The last restriction shows the bias that still holds against the women at present in society. Even after all the feats, women have achieved in the present world, 'equality' is still left behind a bit. The annulment of a triple talak was a step forward towards gender neutrality of rights but entitling the men who have married in prohibited relationships to get the custody of a child and denying the women who have done the same is arbitrary; and as has been stated arbitrariness is antithetical to equality and unconstitutional and thus, curtailment of such a right is unconstitutional.
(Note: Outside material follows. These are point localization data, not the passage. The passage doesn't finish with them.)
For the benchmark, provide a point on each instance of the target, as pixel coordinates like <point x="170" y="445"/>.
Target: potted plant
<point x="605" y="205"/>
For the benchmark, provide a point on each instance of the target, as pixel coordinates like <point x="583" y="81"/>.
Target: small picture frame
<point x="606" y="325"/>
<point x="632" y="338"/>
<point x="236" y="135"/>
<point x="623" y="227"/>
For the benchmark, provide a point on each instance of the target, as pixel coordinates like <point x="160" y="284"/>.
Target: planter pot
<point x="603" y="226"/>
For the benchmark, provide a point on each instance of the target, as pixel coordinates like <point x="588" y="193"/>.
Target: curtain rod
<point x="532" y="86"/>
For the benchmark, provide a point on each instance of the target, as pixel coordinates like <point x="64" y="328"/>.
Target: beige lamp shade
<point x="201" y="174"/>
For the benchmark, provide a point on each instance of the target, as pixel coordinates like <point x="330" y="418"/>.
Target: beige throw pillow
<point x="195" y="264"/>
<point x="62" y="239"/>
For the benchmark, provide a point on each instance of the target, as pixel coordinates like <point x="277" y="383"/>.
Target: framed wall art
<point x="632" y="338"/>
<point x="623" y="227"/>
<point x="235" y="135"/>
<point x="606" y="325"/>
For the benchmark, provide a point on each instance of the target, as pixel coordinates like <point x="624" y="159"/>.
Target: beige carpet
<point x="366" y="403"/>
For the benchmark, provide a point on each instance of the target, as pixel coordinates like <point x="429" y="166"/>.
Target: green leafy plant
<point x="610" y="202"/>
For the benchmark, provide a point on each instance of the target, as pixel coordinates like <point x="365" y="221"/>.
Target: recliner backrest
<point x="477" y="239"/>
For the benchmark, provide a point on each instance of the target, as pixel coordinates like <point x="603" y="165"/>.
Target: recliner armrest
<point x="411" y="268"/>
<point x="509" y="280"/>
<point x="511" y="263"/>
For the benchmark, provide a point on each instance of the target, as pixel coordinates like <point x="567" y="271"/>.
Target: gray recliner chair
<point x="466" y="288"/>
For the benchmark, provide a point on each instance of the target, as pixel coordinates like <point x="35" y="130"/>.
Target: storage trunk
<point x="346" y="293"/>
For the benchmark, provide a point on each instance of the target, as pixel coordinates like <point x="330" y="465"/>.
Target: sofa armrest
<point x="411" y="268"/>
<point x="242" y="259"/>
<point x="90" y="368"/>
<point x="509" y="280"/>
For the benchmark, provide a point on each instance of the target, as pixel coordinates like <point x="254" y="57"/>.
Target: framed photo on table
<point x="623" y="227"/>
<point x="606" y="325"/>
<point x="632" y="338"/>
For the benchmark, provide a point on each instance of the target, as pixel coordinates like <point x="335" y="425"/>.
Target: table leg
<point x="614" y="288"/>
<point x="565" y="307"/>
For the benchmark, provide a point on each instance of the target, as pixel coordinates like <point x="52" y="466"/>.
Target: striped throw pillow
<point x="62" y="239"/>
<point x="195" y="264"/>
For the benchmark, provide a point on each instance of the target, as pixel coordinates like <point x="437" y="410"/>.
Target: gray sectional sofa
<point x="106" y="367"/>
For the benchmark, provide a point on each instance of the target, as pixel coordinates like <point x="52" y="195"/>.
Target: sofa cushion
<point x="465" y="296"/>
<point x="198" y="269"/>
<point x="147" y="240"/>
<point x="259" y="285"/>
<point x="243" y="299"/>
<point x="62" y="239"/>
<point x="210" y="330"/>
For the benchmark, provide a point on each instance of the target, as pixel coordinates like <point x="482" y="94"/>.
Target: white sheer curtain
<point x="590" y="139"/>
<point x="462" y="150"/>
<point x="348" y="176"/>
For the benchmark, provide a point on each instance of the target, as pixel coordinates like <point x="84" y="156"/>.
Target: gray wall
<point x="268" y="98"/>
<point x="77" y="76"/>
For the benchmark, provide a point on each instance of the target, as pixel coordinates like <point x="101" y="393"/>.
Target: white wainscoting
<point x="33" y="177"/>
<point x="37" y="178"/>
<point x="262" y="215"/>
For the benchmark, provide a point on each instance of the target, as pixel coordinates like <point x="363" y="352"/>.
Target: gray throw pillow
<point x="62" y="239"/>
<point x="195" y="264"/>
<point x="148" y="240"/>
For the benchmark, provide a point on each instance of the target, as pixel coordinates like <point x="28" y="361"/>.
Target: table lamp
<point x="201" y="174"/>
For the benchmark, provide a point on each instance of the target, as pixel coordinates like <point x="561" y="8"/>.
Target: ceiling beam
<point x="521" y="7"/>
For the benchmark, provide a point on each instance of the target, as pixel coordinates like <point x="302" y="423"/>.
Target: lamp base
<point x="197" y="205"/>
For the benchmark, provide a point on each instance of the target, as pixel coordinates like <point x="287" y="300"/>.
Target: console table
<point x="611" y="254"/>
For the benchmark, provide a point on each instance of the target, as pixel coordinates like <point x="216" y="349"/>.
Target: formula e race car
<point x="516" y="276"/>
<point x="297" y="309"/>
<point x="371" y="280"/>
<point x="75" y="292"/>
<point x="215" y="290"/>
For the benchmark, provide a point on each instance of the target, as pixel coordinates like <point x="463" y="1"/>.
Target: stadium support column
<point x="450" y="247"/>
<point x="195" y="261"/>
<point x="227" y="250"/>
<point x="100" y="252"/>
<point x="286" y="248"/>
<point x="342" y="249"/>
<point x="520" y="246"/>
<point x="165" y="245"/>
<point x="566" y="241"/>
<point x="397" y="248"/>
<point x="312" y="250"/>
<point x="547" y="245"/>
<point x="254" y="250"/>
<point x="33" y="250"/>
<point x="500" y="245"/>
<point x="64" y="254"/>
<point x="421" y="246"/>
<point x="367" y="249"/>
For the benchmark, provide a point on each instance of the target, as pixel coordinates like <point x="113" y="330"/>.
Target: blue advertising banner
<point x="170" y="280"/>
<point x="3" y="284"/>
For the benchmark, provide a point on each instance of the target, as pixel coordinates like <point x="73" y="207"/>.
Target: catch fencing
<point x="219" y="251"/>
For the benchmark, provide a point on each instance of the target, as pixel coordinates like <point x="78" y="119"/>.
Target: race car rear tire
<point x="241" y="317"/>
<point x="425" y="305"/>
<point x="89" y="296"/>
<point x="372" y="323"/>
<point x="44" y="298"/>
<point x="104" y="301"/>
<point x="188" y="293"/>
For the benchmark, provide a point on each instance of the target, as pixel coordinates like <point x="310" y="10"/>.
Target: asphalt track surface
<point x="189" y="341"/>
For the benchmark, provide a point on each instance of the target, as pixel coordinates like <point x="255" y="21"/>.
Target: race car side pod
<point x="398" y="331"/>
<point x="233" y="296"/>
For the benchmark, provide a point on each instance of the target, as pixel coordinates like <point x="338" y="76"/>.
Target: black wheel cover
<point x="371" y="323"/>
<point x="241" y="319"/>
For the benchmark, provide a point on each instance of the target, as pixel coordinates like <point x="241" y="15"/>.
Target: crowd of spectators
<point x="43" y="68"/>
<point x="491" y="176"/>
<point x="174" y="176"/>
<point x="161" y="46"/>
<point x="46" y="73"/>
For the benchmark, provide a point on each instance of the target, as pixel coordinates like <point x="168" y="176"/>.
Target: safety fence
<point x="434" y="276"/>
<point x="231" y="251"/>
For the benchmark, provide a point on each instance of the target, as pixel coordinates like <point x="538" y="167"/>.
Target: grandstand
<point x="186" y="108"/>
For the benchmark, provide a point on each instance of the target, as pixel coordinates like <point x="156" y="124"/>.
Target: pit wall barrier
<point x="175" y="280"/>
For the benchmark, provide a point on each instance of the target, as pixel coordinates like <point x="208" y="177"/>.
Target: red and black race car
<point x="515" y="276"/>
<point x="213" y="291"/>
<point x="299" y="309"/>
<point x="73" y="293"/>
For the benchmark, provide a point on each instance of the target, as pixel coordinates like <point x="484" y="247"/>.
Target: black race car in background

Custody under Christian law

The issue of custody of a Christian child is dealt by the Indian Divorce Act, 1869 with Guardians and Wards Act, 1890. The Act provides that in case of religions that do not have personal laws for child custody, the decisions would be enforced by the courts under the powers allotted by Section 41-43 of the Act

The court has the power to decide the question of custody of the child either during the proceedings or after the termination of such proceedings. The court has to exercise the power in the best interests of the child and anything that adversely affects the child would have to be considered by the courts before taking a decision on custody. 

Conclusion

The child custody laws in India are evolving and now all of them have adopted the uniform practice of keeping the child’s best interest in mind. Further, the recommendations of the Law Commission and the new petitions are thriving for equality among the father and mother in the custody rights. These rights are gaining prominence in the present era and the courts have adopted a tendency of equating mother and father equally.